Empire building
June 6, 2007 - 9:00 pm
In “order to achieve an adequate level of oral health care, the state of Nevada should build a college of dental science.”
With those words nearly nine years ago, a consultant paid $30,000 by taxpayers gave higher education officials the ammunition they needed to seek legislative support for a public dental school at UNLV.
The recommendation, like so much public policy, was based on ratios. In 1997, Nevada had licensed only 40 new dentists, giving the state a total of 704, or one dentist for every 2,418 residents. Bureaucratic types, concerned that this figure ranked 46th among the states, said Nevada needed to have one dentist for every 1,631 people.
At the time, dental schools around the United States were closing for two reasons: the high cost of running them and an adequate national supply of dentists. Practicing Nevada dentists warned that a public college wasn’t needed at all.
“I’m not sure there is a shortage (of dentists) here,” said Dr. Ted Twesme, president of the Nevada Board of Dental Examiners, when the idea for UNLV’s School of Dental Medicine first started gaining traction. “We’ve been granting licenses every year.”
Taxpayers were already subsidizing the tuition of a handful of Nevada dental students attending out-of-state schools, provided they agreed to return home to practice. Under this cost-effective program, nearly $150,000 in grants were awarded to 10 Nevadans in 1998.
No matter. The market couldn’t be trusted to move more dentists to a state supposedly starved for them. Only another expansion of government could solve the crisis.
Then-state Sen.

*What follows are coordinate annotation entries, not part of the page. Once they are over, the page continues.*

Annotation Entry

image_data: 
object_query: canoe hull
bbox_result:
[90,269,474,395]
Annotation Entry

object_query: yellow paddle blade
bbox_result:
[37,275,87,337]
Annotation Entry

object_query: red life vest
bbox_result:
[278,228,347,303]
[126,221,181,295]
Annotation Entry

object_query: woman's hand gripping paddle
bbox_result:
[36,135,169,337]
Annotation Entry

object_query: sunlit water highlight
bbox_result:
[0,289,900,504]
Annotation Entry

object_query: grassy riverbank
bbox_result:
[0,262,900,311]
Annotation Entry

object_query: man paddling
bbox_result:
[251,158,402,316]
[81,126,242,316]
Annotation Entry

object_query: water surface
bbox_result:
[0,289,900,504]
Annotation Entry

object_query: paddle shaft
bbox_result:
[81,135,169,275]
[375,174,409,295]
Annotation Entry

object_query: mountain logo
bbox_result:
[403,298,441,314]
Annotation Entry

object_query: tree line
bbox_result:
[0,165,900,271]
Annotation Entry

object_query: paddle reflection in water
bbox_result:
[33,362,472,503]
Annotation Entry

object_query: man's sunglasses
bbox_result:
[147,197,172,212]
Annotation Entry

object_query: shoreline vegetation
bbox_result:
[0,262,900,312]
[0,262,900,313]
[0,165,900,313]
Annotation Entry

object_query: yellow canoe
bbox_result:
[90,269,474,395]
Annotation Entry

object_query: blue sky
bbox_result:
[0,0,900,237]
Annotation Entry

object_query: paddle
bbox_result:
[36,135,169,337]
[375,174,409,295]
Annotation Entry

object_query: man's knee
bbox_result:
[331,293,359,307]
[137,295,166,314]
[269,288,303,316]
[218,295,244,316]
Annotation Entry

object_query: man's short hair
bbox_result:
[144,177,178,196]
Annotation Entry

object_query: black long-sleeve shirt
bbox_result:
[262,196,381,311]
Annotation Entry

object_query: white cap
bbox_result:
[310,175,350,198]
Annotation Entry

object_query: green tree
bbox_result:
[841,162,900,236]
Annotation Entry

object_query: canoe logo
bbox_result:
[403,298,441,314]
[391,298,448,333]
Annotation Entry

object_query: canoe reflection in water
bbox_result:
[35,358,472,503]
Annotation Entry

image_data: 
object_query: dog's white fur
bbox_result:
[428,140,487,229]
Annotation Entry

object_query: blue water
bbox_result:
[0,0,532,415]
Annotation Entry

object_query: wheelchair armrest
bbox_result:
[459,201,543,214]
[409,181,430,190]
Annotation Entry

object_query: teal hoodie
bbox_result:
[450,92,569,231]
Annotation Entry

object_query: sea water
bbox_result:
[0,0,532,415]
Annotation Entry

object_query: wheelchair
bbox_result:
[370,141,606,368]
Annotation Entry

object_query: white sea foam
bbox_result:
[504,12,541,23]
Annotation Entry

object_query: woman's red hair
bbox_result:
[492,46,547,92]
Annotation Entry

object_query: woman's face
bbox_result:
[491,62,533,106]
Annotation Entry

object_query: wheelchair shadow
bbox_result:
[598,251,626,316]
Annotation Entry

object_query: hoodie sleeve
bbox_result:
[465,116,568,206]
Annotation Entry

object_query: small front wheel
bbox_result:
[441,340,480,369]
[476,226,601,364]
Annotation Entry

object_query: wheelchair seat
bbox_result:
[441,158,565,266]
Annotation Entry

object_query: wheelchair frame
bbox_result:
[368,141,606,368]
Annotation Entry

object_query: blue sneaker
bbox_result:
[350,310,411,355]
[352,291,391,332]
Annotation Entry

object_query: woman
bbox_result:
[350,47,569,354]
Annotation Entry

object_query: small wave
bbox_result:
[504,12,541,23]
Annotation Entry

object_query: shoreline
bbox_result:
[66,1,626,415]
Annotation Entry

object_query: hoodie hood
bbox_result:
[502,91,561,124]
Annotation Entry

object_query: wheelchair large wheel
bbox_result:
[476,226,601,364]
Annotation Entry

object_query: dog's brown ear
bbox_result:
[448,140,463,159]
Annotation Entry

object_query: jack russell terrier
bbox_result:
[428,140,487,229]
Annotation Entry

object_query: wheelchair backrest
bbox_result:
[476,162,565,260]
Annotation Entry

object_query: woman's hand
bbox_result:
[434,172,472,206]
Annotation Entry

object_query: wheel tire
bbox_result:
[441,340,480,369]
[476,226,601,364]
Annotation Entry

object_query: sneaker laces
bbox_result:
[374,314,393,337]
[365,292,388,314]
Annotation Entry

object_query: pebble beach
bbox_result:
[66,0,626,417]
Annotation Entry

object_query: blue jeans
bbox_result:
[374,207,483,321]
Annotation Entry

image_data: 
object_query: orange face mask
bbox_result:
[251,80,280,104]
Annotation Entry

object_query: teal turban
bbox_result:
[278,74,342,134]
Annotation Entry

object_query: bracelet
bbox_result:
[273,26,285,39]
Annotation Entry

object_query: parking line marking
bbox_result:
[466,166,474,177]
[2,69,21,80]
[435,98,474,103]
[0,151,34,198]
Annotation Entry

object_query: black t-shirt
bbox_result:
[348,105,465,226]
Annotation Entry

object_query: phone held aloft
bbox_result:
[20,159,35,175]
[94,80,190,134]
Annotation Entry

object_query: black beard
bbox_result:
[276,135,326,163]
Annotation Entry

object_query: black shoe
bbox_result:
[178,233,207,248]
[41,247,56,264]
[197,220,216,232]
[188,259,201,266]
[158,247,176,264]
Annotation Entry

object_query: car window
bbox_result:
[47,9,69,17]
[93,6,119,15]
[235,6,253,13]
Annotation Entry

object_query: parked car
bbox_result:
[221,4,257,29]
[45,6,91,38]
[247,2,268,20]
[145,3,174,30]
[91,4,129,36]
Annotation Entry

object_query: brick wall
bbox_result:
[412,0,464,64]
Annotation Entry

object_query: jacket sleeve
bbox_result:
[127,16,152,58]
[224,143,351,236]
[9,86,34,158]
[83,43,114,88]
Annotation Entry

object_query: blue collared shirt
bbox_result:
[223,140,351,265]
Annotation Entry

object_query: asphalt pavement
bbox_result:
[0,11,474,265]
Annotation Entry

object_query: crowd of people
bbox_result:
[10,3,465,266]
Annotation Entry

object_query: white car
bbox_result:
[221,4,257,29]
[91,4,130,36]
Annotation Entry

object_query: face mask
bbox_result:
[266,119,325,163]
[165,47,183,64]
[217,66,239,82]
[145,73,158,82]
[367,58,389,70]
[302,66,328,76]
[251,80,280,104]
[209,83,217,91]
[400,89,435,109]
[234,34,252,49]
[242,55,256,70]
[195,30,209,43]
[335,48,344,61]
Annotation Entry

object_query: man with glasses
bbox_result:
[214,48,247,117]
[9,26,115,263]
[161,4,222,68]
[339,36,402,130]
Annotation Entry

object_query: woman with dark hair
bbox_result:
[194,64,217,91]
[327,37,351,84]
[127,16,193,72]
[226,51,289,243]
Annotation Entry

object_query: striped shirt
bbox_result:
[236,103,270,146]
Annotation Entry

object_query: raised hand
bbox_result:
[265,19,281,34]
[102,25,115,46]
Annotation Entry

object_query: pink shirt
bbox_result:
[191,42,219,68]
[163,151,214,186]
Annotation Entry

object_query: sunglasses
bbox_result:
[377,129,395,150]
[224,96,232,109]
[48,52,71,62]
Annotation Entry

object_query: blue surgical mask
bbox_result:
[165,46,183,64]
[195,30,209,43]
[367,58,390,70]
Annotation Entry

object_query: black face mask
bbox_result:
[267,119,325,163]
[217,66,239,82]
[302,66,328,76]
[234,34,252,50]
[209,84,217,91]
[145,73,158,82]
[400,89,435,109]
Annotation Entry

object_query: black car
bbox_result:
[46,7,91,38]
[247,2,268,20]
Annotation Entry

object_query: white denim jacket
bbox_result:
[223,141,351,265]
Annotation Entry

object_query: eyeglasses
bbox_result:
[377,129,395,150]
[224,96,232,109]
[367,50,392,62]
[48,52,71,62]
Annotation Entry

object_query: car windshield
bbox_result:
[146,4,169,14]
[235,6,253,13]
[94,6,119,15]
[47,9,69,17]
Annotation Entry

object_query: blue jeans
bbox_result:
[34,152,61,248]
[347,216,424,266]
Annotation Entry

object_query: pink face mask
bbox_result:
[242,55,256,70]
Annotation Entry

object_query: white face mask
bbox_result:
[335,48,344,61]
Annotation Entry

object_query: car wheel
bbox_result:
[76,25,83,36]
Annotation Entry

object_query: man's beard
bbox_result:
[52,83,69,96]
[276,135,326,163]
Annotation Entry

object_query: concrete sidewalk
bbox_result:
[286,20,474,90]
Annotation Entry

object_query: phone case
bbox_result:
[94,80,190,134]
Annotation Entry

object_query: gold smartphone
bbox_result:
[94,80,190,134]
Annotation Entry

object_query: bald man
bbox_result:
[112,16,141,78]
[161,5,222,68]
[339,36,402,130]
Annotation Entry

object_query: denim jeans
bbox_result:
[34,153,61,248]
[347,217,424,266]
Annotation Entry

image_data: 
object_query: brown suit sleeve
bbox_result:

Ray Rawson, R-Las Vegas, a dentist employed by the university system who led the charge for the college’s creation, promised it would pay for itself through student tuition payments and clinical services for the poor.
But over the next four years, the Legislature and Board of Regents ponied up more than $30 million to build a dental college campus, purchase equipment, hire faculty and staff and recruit a student body.
Today, with hundreds of students and the recent graduation of its second class, the dental school remains among UNLV’s most costly programs, requiring about $8 million per year in state funding to keep it running.
But at least all those new dentists are stepping into open positions in Nevada, helping the state boost its horrendous dentist-to-resident ratio and climb out of the basement of another rankings list. Right?
Actually, the Review-Journal’s Lawrence Mower reported Monday that of UNLV’s 71 newest School of Dental Medicine graduates, only 27 have obtained Nevada licenses, and none are finding it easy to hang a shingle here. More than half the graduates have left the state.
Meanwhile, hundreds of dentists from outside Nevada have moved here since 2006, when the Board of Dental Examiners began accepting results from a regional test, rather than its own exam, in awarding licenses. More than 300 new licenses were granted in 2006 alone, bringing the current number of licensed dentists in Nevada to more than 1,700 — or about one for every 1,631 people, the magic goal used to justify the creation of UNLV’s dental school.
After years of warning signs, it’s now official: UNLV’s School of Dental Medicine was conceived, founded and funded on a series of exaggerated needs and bogus promises. This was never about averting a public health crisis — it was about appeasing a powerful lawmaker and expanding the UNLV empire.
When the 2009 Legislature convenes, and lawmakers begin their biennial whining about a lack of spending money, they can begin their search for potential budget cuts with this boondoggle.